Machine learning tools are both helping to design new materials and devices and to help those devices run at their best.
Optical spectrometers, for example, are devices that record Iight intensity as a function of wavelength and identify chemicals based on their response to light. MIT Associate Professor of Materials Science and Engineering Juejun (JJ) Hu, last year developed a new chip-based spectrometer that employs an algorithm which improves resolution 100 percent compared to the textbook limits, called Rayleigh limits.
“We developed an algorithm that allows us to extract the information with much better signal-to-noise ratio,” Hu explains. “We have validated the algorithm for many different kinds of spectrum.”
Unlike the conventional shape of glass lenses which are often curved, his new optical devices feature an array of specially designed optical antennas that add a phase delay to the incoming light, which enables many different functions. Hu currently is working with UMass researchers to perfect an algorithm that can screen potential designs for these devices. The algorithm can evaluate the workability of irregular shapes that go beyond conventional shapes likes circles and rectangles.
“The algorithm allows us to train it with existing data,” Hu says. “It can recognize the underlying connections between complex geometries and the electromagnetic response.” The algorithm can find hidden relations much faster than conventional full-scale simulation methods. The algorithm can also screen out potential combinations of materials and functions that just won’t work. “If you use conventional methods, you have to waste lots of time to exhaust all the possible design space and then come to this conclusion, but now our algorithm can tell you really quickly,” he says.

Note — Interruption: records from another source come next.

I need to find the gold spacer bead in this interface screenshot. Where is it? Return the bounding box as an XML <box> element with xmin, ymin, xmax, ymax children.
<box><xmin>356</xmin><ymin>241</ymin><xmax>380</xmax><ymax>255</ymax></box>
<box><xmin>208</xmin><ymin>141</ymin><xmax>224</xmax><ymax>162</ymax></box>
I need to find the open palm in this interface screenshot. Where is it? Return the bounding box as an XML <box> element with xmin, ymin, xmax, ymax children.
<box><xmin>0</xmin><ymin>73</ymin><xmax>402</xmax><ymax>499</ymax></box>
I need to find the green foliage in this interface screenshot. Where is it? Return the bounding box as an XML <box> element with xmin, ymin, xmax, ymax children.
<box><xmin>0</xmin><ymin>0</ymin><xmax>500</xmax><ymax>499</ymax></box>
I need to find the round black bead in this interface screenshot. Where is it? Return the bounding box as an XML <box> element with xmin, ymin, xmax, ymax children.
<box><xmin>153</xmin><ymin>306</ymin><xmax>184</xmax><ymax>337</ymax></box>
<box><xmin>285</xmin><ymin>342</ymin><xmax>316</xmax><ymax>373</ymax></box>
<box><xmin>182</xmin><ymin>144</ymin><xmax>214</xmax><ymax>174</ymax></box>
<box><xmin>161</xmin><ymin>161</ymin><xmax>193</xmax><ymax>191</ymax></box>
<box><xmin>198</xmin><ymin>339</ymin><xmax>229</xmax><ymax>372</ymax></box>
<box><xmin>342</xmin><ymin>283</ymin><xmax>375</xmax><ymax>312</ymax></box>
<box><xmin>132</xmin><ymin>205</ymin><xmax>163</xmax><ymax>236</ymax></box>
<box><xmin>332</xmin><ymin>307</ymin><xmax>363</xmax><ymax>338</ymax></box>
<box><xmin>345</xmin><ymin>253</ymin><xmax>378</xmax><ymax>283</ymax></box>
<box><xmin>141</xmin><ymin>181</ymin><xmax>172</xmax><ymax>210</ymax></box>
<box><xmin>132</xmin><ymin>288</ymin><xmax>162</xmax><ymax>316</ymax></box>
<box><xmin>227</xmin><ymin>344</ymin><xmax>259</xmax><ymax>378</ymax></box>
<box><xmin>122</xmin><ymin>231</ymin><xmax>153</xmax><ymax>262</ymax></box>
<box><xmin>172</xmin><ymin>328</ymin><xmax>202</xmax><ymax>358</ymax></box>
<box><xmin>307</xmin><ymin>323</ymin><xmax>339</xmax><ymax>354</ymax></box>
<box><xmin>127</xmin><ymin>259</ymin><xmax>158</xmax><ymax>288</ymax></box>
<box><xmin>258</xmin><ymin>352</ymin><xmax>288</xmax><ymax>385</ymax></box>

Hu will present his research at the MIT Materials Research Laboratory’s annual Materials Day Symposium on Wednesday, Oct. 9, in Kresge Auditorium. The Symposium runs from 8 a.m. to 3:30 p.m. and is immediately followed by a Poster Session in La Sala de Puerto Rico on the second floor of Stratton Student Center. Register here.
Atlantic Richfield Associate Professor of Energy Studies Elsa A. Olivetti will discuss her work on an artificial-intelligence system that scours through scientific papers to deduce materials science “recipes.” Her team is currently working on experimental verification, particularly focused on catalysts materials.
“We are constantly refining and improving our system from improving overall accuracy to expanding to other parts of the paper, such as results, to other kinds of documents, such as patents,” Olivetti says.
AI can also help to improve sustainability. “If we can know better how to make new materials, we might be able to inform how to make them in a lower resource consuming way,” Olivetti says.
Keynote speaker Dr. Brian Storey, Toyota Research Institute’s Director of Accelerated Materials Design & Discovery, will discuss several collaborative projects focusing on research and development of materials for battery and fuel cell electric vehicles.
Other Materials Day speakers are: Professor Carl V. Thompson, Director, Materials Research Laboratory; Professor Klavs F. Jensen, Departments of Chemical Engineering and Materials Science & Engineering; Professor Asu Ozdaglar, Department Head, Electrical Engineering & Computer Science; Professor Ju Li, Departments of Nuclear Science & Engineering and Materials Science & Engineering; and Assistant Professor Rafael Gomez-Bombarelli, Department of Materials Science & Engineering.
MIT graduate students and postdocs will give two-minute talks on their research during a “Poster Previews” session before the lunch break. The Poster Session runs 3:35 to 5:45 p.m. with an awards presentation at 5:30 p.m.